Usual Care (UC). After completion of the baseline survey, UC participants will be sent a
letter from their physician indicating that they meet eligibility criteria for genetic
testing, recommending that they schedule genetic counseling and providing a contact telephone
number to schedule their session. Patients may opt for free telephone genetic counseling.
Genetic Testing. Participants who opt for genetic testing will be offered a standard
multigene panel of at least 40 genes, including BRCA and genes associated with potential
differential diagnoses (e.g., Lynch syndrome). All testing will be performed by Invitae, a
CLIA certified clinical lab not affiliated with the GLCCC. Invitae offers genetic testing
free of charge to eligible prostate cancer patients. Prior to proceeding with genetic
testing, participants will be required to sign and return a clinical genetic testing consent
form, after which we will mail them an at-home DNA kit for saliva collection which will be
returned directly to Invitae (shipping costs are pre-paid).

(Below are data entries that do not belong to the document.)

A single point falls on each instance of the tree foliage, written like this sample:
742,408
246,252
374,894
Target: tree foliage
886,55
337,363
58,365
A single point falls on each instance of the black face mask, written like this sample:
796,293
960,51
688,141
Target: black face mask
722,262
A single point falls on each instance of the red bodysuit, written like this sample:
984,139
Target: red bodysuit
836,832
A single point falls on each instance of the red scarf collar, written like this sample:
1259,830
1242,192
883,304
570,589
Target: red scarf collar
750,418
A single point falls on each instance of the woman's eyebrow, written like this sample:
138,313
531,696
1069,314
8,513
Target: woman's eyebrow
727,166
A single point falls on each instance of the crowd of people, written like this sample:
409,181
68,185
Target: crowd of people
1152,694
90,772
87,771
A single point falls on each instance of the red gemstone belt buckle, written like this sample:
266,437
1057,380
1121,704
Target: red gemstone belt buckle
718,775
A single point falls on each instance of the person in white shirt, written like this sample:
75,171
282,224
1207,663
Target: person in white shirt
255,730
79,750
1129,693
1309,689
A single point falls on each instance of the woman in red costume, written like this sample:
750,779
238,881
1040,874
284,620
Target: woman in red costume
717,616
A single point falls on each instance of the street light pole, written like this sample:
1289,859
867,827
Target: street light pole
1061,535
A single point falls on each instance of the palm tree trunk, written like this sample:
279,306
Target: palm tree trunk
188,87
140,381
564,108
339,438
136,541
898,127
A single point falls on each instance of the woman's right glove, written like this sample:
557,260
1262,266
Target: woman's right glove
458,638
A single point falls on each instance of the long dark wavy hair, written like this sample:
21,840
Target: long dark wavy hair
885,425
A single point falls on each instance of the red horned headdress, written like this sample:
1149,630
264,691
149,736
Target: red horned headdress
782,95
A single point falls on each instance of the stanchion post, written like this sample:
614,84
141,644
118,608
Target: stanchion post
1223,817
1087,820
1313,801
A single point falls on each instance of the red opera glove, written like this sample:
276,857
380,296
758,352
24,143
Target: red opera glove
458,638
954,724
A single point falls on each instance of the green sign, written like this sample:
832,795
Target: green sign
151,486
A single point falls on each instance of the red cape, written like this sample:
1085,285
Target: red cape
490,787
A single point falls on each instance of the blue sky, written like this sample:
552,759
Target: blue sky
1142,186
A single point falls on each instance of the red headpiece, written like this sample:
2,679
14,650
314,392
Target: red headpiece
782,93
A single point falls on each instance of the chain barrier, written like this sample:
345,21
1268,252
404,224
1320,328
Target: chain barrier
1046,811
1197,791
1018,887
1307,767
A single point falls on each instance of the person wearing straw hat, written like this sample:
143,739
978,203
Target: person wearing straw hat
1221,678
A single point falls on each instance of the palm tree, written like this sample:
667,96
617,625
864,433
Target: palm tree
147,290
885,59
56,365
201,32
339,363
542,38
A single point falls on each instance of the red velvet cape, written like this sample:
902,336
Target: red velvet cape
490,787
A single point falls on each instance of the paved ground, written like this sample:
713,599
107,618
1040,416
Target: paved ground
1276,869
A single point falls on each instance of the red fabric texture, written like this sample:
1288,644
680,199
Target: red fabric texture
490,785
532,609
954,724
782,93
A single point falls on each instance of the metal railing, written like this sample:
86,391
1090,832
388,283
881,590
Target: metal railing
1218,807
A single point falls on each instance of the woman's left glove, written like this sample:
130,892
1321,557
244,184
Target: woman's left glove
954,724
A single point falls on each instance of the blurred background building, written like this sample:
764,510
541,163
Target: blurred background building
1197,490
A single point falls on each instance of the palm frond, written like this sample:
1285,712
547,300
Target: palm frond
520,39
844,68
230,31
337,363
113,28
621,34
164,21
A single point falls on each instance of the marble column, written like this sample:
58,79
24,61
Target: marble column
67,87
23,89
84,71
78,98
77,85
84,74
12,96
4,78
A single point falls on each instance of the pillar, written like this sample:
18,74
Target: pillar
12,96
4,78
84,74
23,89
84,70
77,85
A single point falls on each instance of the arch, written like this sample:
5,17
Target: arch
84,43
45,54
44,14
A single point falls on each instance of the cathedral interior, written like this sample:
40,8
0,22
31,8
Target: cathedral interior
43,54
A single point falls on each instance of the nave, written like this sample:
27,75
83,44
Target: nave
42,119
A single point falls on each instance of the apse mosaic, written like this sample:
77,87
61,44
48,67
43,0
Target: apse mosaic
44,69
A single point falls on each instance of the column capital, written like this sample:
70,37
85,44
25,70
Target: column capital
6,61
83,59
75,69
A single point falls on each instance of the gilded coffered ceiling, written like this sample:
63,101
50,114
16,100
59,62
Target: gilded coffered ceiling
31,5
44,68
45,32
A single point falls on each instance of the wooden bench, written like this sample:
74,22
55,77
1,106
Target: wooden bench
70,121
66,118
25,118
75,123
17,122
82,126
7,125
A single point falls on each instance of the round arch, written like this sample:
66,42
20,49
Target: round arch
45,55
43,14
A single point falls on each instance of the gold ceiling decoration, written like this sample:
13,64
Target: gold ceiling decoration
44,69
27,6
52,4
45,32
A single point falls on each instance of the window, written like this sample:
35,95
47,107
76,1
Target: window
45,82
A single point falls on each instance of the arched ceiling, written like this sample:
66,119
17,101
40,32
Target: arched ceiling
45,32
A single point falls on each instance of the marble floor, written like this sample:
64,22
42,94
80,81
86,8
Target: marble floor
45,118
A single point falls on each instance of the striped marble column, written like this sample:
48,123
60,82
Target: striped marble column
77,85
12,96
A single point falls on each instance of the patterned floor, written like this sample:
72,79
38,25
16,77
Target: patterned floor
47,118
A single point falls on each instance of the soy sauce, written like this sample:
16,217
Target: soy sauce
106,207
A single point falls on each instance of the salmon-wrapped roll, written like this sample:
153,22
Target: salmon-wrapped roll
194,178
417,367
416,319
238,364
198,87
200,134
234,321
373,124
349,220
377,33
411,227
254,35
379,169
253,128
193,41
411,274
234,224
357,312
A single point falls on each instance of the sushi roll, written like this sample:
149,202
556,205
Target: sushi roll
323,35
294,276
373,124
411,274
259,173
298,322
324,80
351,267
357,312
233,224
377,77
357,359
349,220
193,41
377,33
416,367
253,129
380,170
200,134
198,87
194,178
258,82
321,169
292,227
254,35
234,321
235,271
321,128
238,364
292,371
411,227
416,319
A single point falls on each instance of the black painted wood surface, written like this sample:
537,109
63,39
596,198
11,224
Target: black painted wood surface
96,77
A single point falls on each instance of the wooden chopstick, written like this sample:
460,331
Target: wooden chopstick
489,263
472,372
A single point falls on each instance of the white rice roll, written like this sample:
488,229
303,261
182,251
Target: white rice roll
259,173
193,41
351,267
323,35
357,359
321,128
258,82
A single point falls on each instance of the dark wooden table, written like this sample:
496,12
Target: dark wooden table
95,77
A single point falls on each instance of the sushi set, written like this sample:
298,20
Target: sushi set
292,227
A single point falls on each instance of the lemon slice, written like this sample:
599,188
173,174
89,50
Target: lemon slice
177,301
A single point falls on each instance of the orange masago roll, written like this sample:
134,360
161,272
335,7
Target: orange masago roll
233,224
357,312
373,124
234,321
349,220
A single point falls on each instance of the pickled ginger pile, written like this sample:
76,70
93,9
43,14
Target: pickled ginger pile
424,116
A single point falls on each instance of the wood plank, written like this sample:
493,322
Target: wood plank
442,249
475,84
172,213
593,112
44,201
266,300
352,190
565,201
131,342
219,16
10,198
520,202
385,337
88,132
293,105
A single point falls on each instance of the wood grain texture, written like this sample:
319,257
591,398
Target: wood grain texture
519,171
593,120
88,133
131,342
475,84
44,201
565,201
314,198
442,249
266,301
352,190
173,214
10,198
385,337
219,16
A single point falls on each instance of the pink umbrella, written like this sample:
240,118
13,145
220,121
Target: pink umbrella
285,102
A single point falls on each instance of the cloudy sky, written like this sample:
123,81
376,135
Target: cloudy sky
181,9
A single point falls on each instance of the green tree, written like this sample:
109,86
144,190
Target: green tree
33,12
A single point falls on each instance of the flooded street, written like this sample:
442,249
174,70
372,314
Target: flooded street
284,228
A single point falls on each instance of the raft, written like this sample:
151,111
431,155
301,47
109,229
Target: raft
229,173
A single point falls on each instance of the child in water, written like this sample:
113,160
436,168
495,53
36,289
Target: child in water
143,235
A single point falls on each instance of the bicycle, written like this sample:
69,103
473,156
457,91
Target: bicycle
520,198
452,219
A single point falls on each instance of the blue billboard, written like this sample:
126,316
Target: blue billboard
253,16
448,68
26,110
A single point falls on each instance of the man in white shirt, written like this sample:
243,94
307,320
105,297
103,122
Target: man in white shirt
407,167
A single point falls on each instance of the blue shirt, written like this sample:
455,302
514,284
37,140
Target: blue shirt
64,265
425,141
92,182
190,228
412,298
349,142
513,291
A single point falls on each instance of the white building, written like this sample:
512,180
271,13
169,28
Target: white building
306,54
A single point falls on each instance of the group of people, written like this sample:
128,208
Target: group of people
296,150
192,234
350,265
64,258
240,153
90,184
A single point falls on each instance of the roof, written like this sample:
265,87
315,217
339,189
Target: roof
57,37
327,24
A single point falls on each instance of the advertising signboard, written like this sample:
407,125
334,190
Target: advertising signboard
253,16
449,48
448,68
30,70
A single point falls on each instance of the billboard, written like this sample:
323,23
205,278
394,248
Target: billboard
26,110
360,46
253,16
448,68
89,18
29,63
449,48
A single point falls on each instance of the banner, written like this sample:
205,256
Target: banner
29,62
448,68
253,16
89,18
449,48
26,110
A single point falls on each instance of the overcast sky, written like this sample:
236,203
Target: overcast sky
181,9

Data Analysis: We will characterize participants by comparing them to decliners on key
demographic and clinical variables derived from the EMR. After performing univariate analysis
on dependent variables, we will apply any needed normalizing or variance stabilizing
transformations. We will follow Consort guidelines for Intent-to-Treat analyses (ITT). We
will compare groups at baseline with χ2 and t-tests and will include covariates that are
associated with group (p <0.10) in our final models.
Aim 1: Evaluate the impact of Proactive Streamlined Education and Testing (ST) vs. Usual Care
(UC) on genetic testing. Analysis: H1.1: Patients randomized to ST will be more likely to
complete genetic testing compared to UC. We will use logistic regression to test this
hypothesis. After entering significant covariates, we will add intervention arm to test the
overall intervention effect. H1.2: Participants randomized to ST will make better informed
genetic testing decisions (characterized by high knowledge, risk comprehension and positive
attitudes) compared to UC. Using multiple regression, we will enter control/confounding
variables and intervention to test the impact of group on our informed decision making
outcomes (knowledge, testing attitudes, risk comprehension). H1.3: Few patients in the ST arm
will opt for traditional genetic counseling prior to testing. We will conduct descriptive
analyses describing the proportion of ST participants who opt for genetic counseling vs.
proceed directly to testing vs. opt against testing.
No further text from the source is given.